The Role of Flash in Enterprise Data Protection
IDC research director Phil Goodwin delves into how customers are using flash to meet evolving data protection requirements, the business benefits this brings to the table and more.
0:00:19.9 Phil Goodwin: Hello everyone. Good afternoon and welcome to this session on the role of flash in data protection. And I welcome you also to the Flash Memory Summit. I know you've been enjoying a lot of different content from various people, including my colleagues here at IDC. My name is Phil Goodwin, I'm a research director at IDC, and I cover multi-cloud data management and protection. And, of course, for today that focus is really going to be on the data protection side of it.
Now, it's not immediately intuitive that flash has a role in data protection because the immediate thought is, "Well, it's pretty expensive. Do we really care about low latency with respect to data protection and so forth?" But I am here to tell you that there are some specific use cases where flash can play a very important role in data protection. Now, to build that case for you, I'm going to go through really four primary areas, and that includes the state of data protection, and I realize we have a mix here in the audience of both IT practitioners as well as IT suppliers, and I want to keep it relevant for both the state of data protection is a little bit of an inside baseball thing, if you're an IT practitioner, but I hope you find it interesting. Anyway, it is kind of interesting.
0:01:38.2 PG: And then also, I'll talk about some of the unique user requirements that we're really seeing right now with respect to data protection, and then I'll get into the specific roles of flash, and I'm going to take a use case approach to how flash can assist in a data protection environment, and then I'll talk about the deployment models where we most commonly see flash used in the field. And, of course, no presentation would be complete without IDC's guidance at the end, so I'll have some key guidance for you at that point.

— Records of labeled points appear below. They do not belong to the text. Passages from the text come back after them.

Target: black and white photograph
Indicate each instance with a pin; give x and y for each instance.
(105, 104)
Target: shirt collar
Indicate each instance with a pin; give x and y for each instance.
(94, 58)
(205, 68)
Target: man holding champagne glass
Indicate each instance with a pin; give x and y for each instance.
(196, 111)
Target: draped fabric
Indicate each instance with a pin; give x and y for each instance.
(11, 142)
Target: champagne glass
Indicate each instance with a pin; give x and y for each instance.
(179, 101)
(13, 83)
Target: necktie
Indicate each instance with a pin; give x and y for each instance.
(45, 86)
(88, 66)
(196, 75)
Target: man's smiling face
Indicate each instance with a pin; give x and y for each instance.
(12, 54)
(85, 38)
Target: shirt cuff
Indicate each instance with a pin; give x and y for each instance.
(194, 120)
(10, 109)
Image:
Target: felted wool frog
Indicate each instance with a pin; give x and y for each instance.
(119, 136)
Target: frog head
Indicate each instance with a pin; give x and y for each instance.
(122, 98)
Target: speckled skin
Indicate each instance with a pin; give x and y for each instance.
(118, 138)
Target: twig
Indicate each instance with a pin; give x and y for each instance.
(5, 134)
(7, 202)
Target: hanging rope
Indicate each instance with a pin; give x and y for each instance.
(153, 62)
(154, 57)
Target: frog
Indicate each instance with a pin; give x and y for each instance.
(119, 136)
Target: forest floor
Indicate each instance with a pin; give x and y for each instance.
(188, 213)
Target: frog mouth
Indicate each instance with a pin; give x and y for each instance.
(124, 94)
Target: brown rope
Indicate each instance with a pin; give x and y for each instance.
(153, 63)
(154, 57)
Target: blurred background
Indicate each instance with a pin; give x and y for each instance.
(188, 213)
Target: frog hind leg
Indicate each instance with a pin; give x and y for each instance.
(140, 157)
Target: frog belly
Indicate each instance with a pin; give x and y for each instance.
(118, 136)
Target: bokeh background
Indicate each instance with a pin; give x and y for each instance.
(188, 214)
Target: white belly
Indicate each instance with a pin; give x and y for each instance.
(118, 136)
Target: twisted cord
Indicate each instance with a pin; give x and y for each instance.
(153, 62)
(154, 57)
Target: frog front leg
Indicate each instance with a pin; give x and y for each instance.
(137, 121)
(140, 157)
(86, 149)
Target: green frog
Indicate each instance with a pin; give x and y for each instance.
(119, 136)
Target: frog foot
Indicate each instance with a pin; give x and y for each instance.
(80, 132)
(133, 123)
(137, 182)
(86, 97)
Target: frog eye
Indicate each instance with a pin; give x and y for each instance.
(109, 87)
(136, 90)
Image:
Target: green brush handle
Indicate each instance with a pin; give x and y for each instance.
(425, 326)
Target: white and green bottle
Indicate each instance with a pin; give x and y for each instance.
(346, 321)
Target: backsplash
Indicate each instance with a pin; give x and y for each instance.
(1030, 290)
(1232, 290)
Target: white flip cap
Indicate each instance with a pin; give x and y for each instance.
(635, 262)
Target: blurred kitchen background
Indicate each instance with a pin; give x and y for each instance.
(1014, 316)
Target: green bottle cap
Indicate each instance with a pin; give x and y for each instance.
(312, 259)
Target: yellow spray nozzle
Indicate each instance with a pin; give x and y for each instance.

0:02:12.6 PG: IDC divides the data protection market really into three large buckets -- I kind of like to call this the universe of data protection -- and the first two buckets you see here on the screen, one is data replication and protection. Now this includes the traditional data protection software, backup and recovery, as well as replication software, such as clones, snapshots, mirrors, things like that, all gets built into this particular market. You can see here that it was $94 billion in 2019 and grew at a rather robust 4.6%. That's a pretty good growth rate for a market that's been around for a long, long time, often considered to be mature, but is surprisingly dynamic today.
The second part of that is what we call data protection as a service, and this is the DR as a service, archive as a service, backup-as-a-service-type of market, and it's an area which we see growing at about 14.4%. Currently, we expect it to be about a $7 billion market in 2020, but here's the interesting thing from a COVID-19 perspective -- the data replication and protection market seems to have been hit pretty hard. In fact, we're now forecasting that the growth rate for that market is going to drop to actually a negative 0.8% through 2024.
0:03:35.9 PG: But I think the beneficiary of that is the data protection as a service, where we believe that growth rate is going to increase to about 16% compound annual growth rate per year as organizations accelerate their move to cloud and utilize cloud for additional capabilities, and we're going to talk about some of those use cases here in just a slide or two.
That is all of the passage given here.